The story begins with Tony Stark at a meeting for Michael Hall, a tech genius who’s name makes it impossible for me to not think he is Michael C Hall in Gamer. He has some prosthetic arm on display and later he uses the same technology to create his own Power Rangers team called the Iron Rangers. When Tony tries to find out info on Hall he notices Doppelganger attacking a van, and calls up Spider-Man to help him out. When the Iron Rangers (Who’s names are all based on colors like Royal Blue and Burnt Orange,) show up they accidentally shoot off Dr. Tanis’s, a psychiatrist for the villain Shriek, arm. She gets a prosthetic from Hall Industries, and that’s where everything starts to turn dark.

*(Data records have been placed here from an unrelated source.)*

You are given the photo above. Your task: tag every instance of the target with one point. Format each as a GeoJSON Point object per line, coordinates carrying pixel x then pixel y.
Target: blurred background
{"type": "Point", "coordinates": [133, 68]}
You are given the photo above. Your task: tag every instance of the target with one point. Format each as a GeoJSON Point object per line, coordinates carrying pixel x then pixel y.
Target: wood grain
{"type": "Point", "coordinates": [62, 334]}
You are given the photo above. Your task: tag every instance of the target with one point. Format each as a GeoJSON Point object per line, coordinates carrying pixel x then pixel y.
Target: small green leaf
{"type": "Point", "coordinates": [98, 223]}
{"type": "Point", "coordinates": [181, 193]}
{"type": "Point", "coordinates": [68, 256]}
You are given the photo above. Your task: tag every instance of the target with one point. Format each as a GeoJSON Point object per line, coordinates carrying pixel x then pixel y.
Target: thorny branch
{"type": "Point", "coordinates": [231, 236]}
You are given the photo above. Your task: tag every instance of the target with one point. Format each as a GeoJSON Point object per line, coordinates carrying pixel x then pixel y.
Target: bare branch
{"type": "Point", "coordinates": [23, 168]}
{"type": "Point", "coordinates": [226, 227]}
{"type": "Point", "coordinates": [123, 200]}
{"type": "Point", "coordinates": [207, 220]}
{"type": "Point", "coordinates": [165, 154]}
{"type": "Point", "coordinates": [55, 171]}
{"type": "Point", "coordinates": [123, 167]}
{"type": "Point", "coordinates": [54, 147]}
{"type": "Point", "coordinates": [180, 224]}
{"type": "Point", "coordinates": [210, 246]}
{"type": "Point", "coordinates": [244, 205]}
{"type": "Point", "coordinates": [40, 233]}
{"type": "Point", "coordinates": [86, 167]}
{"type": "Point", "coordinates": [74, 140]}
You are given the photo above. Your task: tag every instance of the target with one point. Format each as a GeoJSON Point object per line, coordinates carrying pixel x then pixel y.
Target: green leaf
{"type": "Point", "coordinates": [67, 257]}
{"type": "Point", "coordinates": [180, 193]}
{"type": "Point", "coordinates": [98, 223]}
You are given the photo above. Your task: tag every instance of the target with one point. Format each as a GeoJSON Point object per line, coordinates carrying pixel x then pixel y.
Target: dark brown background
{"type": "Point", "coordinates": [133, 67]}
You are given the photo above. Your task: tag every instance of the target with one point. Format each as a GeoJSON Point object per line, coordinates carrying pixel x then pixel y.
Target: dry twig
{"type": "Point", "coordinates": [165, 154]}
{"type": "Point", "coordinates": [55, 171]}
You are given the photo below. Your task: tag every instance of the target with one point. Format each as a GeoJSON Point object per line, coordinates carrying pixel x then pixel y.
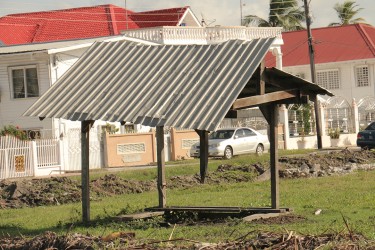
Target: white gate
{"type": "Point", "coordinates": [16, 158]}
{"type": "Point", "coordinates": [72, 161]}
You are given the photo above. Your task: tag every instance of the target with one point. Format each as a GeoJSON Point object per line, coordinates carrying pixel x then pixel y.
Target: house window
{"type": "Point", "coordinates": [24, 82]}
{"type": "Point", "coordinates": [362, 76]}
{"type": "Point", "coordinates": [300, 75]}
{"type": "Point", "coordinates": [328, 79]}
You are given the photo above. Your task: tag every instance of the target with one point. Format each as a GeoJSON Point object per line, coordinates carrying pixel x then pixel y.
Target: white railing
{"type": "Point", "coordinates": [48, 152]}
{"type": "Point", "coordinates": [203, 35]}
{"type": "Point", "coordinates": [16, 158]}
{"type": "Point", "coordinates": [22, 158]}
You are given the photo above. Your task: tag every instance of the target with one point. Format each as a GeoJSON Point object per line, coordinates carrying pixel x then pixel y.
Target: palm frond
{"type": "Point", "coordinates": [254, 21]}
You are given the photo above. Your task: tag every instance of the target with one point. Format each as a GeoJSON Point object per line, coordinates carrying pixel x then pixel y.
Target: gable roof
{"type": "Point", "coordinates": [331, 44]}
{"type": "Point", "coordinates": [84, 22]}
{"type": "Point", "coordinates": [186, 86]}
{"type": "Point", "coordinates": [165, 17]}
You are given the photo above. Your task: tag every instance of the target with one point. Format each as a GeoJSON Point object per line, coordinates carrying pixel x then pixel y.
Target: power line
{"type": "Point", "coordinates": [86, 20]}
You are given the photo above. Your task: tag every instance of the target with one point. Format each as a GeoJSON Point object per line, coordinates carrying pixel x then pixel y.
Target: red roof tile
{"type": "Point", "coordinates": [76, 23]}
{"type": "Point", "coordinates": [331, 44]}
{"type": "Point", "coordinates": [165, 17]}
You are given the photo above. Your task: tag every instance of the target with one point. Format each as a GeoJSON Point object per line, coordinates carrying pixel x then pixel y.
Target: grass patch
{"type": "Point", "coordinates": [349, 196]}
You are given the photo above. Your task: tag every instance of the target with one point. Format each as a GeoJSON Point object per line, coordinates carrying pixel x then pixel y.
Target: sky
{"type": "Point", "coordinates": [215, 12]}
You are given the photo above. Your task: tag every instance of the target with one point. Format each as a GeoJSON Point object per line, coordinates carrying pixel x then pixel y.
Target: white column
{"type": "Point", "coordinates": [283, 117]}
{"type": "Point", "coordinates": [322, 118]}
{"type": "Point", "coordinates": [355, 116]}
{"type": "Point", "coordinates": [34, 157]}
{"type": "Point", "coordinates": [279, 57]}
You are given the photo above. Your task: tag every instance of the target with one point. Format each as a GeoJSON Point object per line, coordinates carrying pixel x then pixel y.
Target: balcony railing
{"type": "Point", "coordinates": [203, 35]}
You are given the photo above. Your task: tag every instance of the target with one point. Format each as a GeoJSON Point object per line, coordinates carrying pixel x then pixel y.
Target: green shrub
{"type": "Point", "coordinates": [14, 131]}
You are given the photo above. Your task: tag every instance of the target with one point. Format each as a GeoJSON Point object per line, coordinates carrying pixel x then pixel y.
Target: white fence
{"type": "Point", "coordinates": [23, 158]}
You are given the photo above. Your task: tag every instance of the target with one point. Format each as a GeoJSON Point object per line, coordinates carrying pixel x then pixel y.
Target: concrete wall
{"type": "Point", "coordinates": [129, 149]}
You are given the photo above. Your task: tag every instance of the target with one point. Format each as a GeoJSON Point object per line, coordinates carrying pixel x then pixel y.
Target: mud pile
{"type": "Point", "coordinates": [124, 240]}
{"type": "Point", "coordinates": [62, 190]}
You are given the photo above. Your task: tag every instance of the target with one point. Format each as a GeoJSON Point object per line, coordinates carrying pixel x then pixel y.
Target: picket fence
{"type": "Point", "coordinates": [23, 158]}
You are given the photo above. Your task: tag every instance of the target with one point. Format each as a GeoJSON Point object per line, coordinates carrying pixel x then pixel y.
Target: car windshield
{"type": "Point", "coordinates": [371, 126]}
{"type": "Point", "coordinates": [221, 134]}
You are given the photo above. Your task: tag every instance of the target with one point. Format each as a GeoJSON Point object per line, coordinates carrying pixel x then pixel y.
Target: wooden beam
{"type": "Point", "coordinates": [231, 114]}
{"type": "Point", "coordinates": [203, 153]}
{"type": "Point", "coordinates": [274, 141]}
{"type": "Point", "coordinates": [85, 169]}
{"type": "Point", "coordinates": [160, 154]}
{"type": "Point", "coordinates": [266, 113]}
{"type": "Point", "coordinates": [261, 84]}
{"type": "Point", "coordinates": [264, 99]}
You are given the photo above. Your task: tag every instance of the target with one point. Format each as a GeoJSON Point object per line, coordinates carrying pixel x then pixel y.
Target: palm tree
{"type": "Point", "coordinates": [346, 12]}
{"type": "Point", "coordinates": [283, 13]}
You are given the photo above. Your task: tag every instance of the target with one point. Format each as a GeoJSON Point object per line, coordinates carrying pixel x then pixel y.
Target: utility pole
{"type": "Point", "coordinates": [313, 74]}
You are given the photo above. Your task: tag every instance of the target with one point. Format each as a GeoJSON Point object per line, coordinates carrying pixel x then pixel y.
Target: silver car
{"type": "Point", "coordinates": [227, 142]}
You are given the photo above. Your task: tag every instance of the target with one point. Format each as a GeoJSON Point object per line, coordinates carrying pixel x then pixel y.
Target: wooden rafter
{"type": "Point", "coordinates": [265, 98]}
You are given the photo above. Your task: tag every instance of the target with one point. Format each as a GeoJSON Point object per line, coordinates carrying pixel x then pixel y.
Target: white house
{"type": "Point", "coordinates": [344, 58]}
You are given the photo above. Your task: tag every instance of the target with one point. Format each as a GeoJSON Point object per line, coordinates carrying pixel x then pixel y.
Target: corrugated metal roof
{"type": "Point", "coordinates": [288, 81]}
{"type": "Point", "coordinates": [186, 86]}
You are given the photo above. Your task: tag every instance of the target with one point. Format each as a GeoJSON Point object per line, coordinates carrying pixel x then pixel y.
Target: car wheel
{"type": "Point", "coordinates": [228, 153]}
{"type": "Point", "coordinates": [259, 150]}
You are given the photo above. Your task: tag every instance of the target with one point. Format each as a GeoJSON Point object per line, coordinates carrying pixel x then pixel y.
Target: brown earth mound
{"type": "Point", "coordinates": [124, 240]}
{"type": "Point", "coordinates": [61, 190]}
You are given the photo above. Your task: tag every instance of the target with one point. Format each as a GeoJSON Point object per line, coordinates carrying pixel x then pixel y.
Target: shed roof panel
{"type": "Point", "coordinates": [189, 86]}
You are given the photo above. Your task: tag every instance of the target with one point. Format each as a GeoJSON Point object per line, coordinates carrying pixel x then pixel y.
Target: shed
{"type": "Point", "coordinates": [184, 86]}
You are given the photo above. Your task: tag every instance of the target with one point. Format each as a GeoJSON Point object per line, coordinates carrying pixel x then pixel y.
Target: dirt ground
{"type": "Point", "coordinates": [252, 240]}
{"type": "Point", "coordinates": [60, 190]}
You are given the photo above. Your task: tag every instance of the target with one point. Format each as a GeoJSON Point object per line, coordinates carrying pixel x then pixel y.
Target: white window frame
{"type": "Point", "coordinates": [329, 75]}
{"type": "Point", "coordinates": [24, 67]}
{"type": "Point", "coordinates": [359, 80]}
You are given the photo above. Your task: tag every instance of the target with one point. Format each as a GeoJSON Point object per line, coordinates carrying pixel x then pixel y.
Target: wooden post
{"type": "Point", "coordinates": [274, 141]}
{"type": "Point", "coordinates": [203, 153]}
{"type": "Point", "coordinates": [160, 154]}
{"type": "Point", "coordinates": [85, 174]}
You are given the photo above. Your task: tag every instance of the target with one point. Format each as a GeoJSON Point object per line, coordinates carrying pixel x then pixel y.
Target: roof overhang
{"type": "Point", "coordinates": [184, 86]}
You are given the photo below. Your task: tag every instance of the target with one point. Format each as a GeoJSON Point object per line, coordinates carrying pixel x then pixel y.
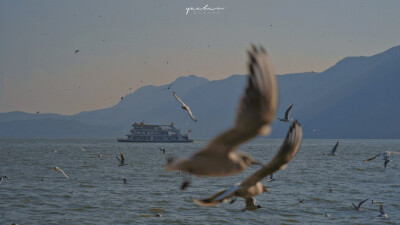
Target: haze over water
{"type": "Point", "coordinates": [100, 197]}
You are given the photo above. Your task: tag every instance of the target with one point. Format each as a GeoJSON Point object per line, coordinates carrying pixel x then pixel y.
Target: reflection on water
{"type": "Point", "coordinates": [36, 194]}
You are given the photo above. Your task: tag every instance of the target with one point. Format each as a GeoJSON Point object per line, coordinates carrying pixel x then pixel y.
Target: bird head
{"type": "Point", "coordinates": [248, 160]}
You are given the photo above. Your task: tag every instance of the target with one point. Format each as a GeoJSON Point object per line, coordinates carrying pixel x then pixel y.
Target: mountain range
{"type": "Point", "coordinates": [356, 98]}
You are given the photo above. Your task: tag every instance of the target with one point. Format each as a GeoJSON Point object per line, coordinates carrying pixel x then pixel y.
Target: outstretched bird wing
{"type": "Point", "coordinates": [211, 201]}
{"type": "Point", "coordinates": [250, 202]}
{"type": "Point", "coordinates": [179, 99]}
{"type": "Point", "coordinates": [288, 111]}
{"type": "Point", "coordinates": [367, 160]}
{"type": "Point", "coordinates": [256, 109]}
{"type": "Point", "coordinates": [285, 154]}
{"type": "Point", "coordinates": [362, 202]}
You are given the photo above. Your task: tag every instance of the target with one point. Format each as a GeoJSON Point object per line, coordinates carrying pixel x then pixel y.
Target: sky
{"type": "Point", "coordinates": [124, 45]}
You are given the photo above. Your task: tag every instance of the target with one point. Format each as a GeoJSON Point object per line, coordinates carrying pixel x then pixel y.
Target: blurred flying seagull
{"type": "Point", "coordinates": [185, 107]}
{"type": "Point", "coordinates": [2, 178]}
{"type": "Point", "coordinates": [286, 118]}
{"type": "Point", "coordinates": [385, 155]}
{"type": "Point", "coordinates": [383, 214]}
{"type": "Point", "coordinates": [333, 151]}
{"type": "Point", "coordinates": [121, 160]}
{"type": "Point", "coordinates": [358, 208]}
{"type": "Point", "coordinates": [56, 168]}
{"type": "Point", "coordinates": [252, 186]}
{"type": "Point", "coordinates": [251, 204]}
{"type": "Point", "coordinates": [271, 178]}
{"type": "Point", "coordinates": [255, 113]}
{"type": "Point", "coordinates": [169, 87]}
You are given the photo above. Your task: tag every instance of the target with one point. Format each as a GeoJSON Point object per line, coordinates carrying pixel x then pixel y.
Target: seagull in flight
{"type": "Point", "coordinates": [251, 204]}
{"type": "Point", "coordinates": [252, 186]}
{"type": "Point", "coordinates": [333, 151]}
{"type": "Point", "coordinates": [162, 150]}
{"type": "Point", "coordinates": [121, 160]}
{"type": "Point", "coordinates": [255, 113]}
{"type": "Point", "coordinates": [385, 155]}
{"type": "Point", "coordinates": [286, 118]}
{"type": "Point", "coordinates": [2, 178]}
{"type": "Point", "coordinates": [185, 107]}
{"type": "Point", "coordinates": [56, 168]}
{"type": "Point", "coordinates": [271, 178]}
{"type": "Point", "coordinates": [358, 207]}
{"type": "Point", "coordinates": [383, 214]}
{"type": "Point", "coordinates": [169, 87]}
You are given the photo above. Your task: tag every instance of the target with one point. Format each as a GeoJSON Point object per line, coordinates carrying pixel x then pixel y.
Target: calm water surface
{"type": "Point", "coordinates": [36, 194]}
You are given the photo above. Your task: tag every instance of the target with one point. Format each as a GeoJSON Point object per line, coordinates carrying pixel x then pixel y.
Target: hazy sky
{"type": "Point", "coordinates": [128, 44]}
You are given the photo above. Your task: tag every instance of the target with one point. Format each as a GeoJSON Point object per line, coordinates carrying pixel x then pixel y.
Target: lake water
{"type": "Point", "coordinates": [36, 194]}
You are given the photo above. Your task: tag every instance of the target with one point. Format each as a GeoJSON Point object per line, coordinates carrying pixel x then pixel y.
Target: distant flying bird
{"type": "Point", "coordinates": [251, 204]}
{"type": "Point", "coordinates": [162, 150]}
{"type": "Point", "coordinates": [252, 186]}
{"type": "Point", "coordinates": [383, 214]}
{"type": "Point", "coordinates": [59, 169]}
{"type": "Point", "coordinates": [333, 151]}
{"type": "Point", "coordinates": [385, 155]}
{"type": "Point", "coordinates": [256, 111]}
{"type": "Point", "coordinates": [185, 107]}
{"type": "Point", "coordinates": [2, 178]}
{"type": "Point", "coordinates": [286, 119]}
{"type": "Point", "coordinates": [376, 202]}
{"type": "Point", "coordinates": [169, 87]}
{"type": "Point", "coordinates": [121, 160]}
{"type": "Point", "coordinates": [358, 207]}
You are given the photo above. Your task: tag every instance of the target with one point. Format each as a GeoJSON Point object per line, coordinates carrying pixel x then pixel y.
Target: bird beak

This was an amazing read and most of my enjoyment came from the photo realistic, painted art style. The artist, Clayton Crain, draws Iron Man the best of any artist I have ever seen. There’s also the banter and interaction between Iron Man and Spider-Man, who have a lot in common. The fight against Carnage at the end is a great example of escalation, as more characters get involved and the villain gets stronger. My only gripes are the amount of random powers the symbiotes seem to have and the time spent until Carnage actually arrives is too long.

Final Thoughts: The title makes me want to see Steve Harvey as a super hero. Also the way Doppelganger is drawn is actually scary, way better than when he was just Spider-Man with more arms.